香美の呻き声を聞いて出血と苦痛に耐えつつ立ち上がる緋美華に、水無は駆け寄り、すぐに腹部と右目に自分の唇を当てて治癒を行う。



「隙間のある場所、潜り込める可能性のある場所を水でいっぱいにしたの」



「さすが水無ちゃん!」



「なんばぼれば!?」



「私が緋美華を見捨てる訳ない。

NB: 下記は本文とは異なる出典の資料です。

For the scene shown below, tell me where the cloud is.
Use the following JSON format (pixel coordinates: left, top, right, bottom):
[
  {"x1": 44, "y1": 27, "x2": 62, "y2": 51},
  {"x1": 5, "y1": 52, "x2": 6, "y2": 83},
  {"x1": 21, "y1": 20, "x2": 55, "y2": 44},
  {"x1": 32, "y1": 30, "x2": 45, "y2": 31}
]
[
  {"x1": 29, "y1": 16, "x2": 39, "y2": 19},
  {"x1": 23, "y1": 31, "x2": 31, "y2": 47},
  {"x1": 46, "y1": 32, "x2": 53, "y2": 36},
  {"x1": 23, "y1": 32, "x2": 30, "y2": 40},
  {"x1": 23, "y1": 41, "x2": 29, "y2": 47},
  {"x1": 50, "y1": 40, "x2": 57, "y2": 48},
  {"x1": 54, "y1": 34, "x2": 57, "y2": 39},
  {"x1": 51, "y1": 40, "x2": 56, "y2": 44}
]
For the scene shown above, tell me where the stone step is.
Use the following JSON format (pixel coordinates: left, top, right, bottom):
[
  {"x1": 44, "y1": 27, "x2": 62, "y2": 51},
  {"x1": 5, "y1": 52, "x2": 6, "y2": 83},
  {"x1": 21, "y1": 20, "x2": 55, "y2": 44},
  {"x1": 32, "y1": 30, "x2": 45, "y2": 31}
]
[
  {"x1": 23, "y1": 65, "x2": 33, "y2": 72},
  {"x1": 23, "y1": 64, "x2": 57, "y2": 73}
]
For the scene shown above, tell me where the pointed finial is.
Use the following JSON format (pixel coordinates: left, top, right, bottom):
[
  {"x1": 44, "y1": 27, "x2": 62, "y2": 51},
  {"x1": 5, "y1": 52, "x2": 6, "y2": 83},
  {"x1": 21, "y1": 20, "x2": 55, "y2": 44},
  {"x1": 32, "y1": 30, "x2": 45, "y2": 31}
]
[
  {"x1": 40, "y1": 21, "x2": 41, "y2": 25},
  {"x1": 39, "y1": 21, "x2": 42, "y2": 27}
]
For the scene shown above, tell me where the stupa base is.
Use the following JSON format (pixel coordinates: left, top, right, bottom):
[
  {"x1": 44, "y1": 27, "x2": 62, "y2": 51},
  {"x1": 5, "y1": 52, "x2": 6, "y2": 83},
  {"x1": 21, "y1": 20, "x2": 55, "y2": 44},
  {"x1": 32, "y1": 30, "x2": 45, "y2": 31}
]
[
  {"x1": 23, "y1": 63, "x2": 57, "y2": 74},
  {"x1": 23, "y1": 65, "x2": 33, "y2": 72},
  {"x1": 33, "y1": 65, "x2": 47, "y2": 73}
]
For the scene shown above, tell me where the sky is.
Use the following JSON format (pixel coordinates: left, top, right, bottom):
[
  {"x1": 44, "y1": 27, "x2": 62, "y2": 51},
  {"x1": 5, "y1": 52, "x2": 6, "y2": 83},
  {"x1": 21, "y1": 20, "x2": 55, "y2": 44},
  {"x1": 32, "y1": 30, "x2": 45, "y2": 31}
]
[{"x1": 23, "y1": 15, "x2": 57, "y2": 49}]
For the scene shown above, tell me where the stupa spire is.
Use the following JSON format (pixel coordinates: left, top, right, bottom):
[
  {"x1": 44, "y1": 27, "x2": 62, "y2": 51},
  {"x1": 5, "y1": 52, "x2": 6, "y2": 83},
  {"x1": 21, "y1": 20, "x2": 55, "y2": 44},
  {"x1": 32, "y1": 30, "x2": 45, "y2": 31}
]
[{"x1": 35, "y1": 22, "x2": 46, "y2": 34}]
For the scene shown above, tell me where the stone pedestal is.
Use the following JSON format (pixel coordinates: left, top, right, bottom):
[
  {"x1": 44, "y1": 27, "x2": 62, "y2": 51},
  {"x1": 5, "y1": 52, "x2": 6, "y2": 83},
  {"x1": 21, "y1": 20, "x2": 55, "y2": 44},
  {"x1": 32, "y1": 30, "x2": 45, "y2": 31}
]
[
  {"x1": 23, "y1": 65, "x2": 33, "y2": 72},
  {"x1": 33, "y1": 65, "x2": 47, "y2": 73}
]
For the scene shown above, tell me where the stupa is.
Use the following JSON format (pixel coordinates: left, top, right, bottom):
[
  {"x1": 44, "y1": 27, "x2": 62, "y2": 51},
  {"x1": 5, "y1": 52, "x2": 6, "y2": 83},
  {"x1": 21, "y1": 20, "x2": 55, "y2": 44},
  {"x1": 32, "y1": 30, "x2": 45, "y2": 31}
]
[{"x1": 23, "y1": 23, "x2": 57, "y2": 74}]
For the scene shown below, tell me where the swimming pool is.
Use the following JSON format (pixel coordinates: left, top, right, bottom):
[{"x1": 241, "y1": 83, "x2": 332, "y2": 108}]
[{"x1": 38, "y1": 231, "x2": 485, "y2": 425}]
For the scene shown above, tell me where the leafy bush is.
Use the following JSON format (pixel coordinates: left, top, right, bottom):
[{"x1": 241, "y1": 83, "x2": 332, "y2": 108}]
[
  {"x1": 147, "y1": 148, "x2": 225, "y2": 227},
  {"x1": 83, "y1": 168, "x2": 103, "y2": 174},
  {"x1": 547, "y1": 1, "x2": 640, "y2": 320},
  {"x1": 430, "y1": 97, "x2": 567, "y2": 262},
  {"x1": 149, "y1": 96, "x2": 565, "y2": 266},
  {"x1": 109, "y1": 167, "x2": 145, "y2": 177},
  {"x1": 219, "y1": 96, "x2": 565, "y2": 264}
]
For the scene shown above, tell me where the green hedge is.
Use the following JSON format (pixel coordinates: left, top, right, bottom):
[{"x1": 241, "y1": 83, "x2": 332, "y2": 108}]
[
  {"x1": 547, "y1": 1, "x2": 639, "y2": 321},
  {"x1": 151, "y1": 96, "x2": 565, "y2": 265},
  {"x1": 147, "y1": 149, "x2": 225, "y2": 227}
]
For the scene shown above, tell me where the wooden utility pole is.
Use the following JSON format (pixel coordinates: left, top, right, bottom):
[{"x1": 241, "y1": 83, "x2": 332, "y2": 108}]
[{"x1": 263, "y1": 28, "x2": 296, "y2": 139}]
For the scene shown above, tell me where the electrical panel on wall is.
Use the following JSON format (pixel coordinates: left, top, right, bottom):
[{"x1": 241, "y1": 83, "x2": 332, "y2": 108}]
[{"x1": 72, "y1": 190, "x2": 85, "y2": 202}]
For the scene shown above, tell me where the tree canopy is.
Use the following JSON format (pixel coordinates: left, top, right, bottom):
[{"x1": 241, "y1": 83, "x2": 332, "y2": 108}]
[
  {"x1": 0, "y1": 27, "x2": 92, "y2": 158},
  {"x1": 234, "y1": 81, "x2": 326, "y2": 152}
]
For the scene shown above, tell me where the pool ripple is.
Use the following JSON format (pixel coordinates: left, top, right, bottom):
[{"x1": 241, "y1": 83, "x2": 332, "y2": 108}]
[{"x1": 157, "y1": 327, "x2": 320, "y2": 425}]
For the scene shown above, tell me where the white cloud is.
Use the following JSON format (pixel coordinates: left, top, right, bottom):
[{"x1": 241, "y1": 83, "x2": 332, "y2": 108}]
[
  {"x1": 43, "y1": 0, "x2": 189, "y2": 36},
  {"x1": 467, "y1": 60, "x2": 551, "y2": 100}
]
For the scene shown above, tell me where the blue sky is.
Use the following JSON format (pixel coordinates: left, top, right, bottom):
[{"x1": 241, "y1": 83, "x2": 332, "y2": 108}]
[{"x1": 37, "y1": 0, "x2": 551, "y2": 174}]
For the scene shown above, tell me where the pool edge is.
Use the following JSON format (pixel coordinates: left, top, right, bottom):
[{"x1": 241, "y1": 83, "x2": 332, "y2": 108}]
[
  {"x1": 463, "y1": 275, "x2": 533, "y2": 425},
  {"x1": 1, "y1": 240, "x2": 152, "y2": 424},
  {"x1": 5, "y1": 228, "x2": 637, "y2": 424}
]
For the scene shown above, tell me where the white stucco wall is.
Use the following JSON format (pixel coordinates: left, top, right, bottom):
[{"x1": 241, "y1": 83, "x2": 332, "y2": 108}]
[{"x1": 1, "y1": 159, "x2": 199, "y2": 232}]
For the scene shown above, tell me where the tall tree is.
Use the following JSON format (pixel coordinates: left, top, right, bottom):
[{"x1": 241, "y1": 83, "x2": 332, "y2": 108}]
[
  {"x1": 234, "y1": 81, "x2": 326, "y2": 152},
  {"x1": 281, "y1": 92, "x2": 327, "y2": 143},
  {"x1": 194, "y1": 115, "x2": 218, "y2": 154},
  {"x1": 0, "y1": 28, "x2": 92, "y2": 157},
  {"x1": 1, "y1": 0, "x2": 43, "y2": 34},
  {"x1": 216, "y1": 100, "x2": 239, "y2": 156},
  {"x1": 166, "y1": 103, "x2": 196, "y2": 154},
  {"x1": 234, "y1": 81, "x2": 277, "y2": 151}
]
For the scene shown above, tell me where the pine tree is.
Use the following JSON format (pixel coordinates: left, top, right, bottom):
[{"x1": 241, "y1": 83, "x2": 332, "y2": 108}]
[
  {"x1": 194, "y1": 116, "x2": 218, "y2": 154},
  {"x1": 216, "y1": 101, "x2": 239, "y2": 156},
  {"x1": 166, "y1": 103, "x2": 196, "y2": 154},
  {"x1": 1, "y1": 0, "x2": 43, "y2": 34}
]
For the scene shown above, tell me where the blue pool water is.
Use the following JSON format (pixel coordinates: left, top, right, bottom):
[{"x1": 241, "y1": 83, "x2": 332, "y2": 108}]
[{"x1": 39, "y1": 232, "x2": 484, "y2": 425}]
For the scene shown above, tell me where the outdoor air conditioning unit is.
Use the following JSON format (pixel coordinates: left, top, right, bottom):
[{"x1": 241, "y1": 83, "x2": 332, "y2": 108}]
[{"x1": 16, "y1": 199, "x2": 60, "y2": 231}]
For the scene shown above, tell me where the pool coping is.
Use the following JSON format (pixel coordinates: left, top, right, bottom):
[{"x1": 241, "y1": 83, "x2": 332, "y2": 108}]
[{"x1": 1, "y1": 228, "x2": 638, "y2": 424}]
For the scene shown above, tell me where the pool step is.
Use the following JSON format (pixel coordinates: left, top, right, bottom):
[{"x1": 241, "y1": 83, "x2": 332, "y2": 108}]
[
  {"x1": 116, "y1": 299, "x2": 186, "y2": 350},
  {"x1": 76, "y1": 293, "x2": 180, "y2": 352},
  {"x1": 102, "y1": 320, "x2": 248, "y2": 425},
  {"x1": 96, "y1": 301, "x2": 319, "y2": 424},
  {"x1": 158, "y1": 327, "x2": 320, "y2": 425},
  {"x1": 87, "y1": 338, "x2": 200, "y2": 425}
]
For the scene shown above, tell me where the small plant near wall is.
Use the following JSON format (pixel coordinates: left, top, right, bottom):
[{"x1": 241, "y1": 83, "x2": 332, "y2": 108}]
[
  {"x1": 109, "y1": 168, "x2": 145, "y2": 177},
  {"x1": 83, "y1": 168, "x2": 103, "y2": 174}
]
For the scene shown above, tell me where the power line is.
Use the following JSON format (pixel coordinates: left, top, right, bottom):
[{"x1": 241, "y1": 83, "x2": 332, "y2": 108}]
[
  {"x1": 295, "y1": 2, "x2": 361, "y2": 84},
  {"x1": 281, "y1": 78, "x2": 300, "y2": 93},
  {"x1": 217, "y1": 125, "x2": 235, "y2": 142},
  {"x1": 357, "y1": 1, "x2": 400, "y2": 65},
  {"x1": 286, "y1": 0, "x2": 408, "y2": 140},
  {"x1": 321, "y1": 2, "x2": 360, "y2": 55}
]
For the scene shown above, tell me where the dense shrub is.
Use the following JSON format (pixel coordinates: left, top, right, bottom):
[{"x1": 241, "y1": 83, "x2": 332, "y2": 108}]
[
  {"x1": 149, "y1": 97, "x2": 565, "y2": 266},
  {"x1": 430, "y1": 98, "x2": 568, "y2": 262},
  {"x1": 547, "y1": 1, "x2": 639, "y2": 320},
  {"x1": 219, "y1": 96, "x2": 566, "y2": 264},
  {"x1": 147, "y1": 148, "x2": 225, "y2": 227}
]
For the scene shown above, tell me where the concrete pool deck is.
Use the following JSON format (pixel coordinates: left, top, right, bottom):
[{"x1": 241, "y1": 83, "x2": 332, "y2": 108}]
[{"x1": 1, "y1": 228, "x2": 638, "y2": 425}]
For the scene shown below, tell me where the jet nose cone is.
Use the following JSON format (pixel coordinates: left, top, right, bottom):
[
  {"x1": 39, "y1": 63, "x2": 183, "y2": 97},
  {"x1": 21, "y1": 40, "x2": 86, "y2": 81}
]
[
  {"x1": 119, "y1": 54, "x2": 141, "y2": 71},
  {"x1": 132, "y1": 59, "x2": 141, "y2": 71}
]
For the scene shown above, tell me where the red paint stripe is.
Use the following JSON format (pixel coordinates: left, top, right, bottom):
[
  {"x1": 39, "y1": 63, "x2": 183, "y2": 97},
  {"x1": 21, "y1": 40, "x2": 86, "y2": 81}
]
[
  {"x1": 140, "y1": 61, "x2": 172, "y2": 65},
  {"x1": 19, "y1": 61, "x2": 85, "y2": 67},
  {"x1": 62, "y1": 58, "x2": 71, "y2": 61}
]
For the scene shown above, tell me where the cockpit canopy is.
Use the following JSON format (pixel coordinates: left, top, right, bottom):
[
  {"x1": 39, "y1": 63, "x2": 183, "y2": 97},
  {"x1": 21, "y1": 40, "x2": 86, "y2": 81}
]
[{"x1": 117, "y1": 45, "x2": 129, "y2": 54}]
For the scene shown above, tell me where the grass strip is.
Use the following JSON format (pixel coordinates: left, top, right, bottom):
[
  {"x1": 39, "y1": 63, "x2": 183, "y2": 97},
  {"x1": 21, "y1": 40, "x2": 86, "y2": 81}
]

発動するには時間がかかる上に動く訳にはいかなかっただけ」



相手が潜り込めそうな場所という広範囲を水で満たし、溢れない様にする精密性が求められたので余計に時間が掛かってしまったのだ。



「ぐぞ、どこに移動しても水浸しだ、遠くに逃げる力も残ってない!!」



暗くて冷たい水の中で呼吸ができず苦しみが増していく恐怖、しかし出て行けば二人がかりでどんな目に遭わされるか分からない。


御姉様に再び会えず殺されたくない、水も能力である以上は水無のエネルギーが切れれば消えるはずだと香美は必死に耐える。



「ごめんね」



「ううん、信じてたもん! 水無ちゃんがいるから私は大丈夫だって!!」


挿絵(By みてみん)



「緋美華....」



水無は何時も通りの涼しい顔をしたまま顔を赤らめる、こんなに真っ直ぐで優しく強い人と邂逅できたのは凄く幸運だと。


挿絵(By みてみん)



「げぼぼぼぼぼっ」



「さて、溺死するか、姿を現すか、選んで」



水中であるが故に、香美には水無の小さな声量で発される言葉は聞こえなかったものの、どちらかを選択する必要があるのは言われる間でも無く分かっていた。



「このままではどのみち死ぬ、なら一か八か抵抗するしかない!!」



あまりの苦しみに耐え切れず、死から逃れたい生物の本能で、遂に香美は水中地獄から脱出し緋美華たちの前に姿を現してしまった。



「やっと出てきたね、照れ屋さん」



「こんちくしょーっ!お姉様を返せ!!」



「同じ所になら連れてってあげるよ!」



「うっ!!」



ナイフを持って飛び掛かって来た香美の腹に、緋美華は渾身のストレートパンチを叩き込んで気絶させ、ふーっと息を吐いた。



「殺さないで良いの?」



水無は首を傾げて訊ねる、彼女的には厄介な能力を持ち、何より緋美華を狙っている存在なので始末しておきたいと思っているが果たして?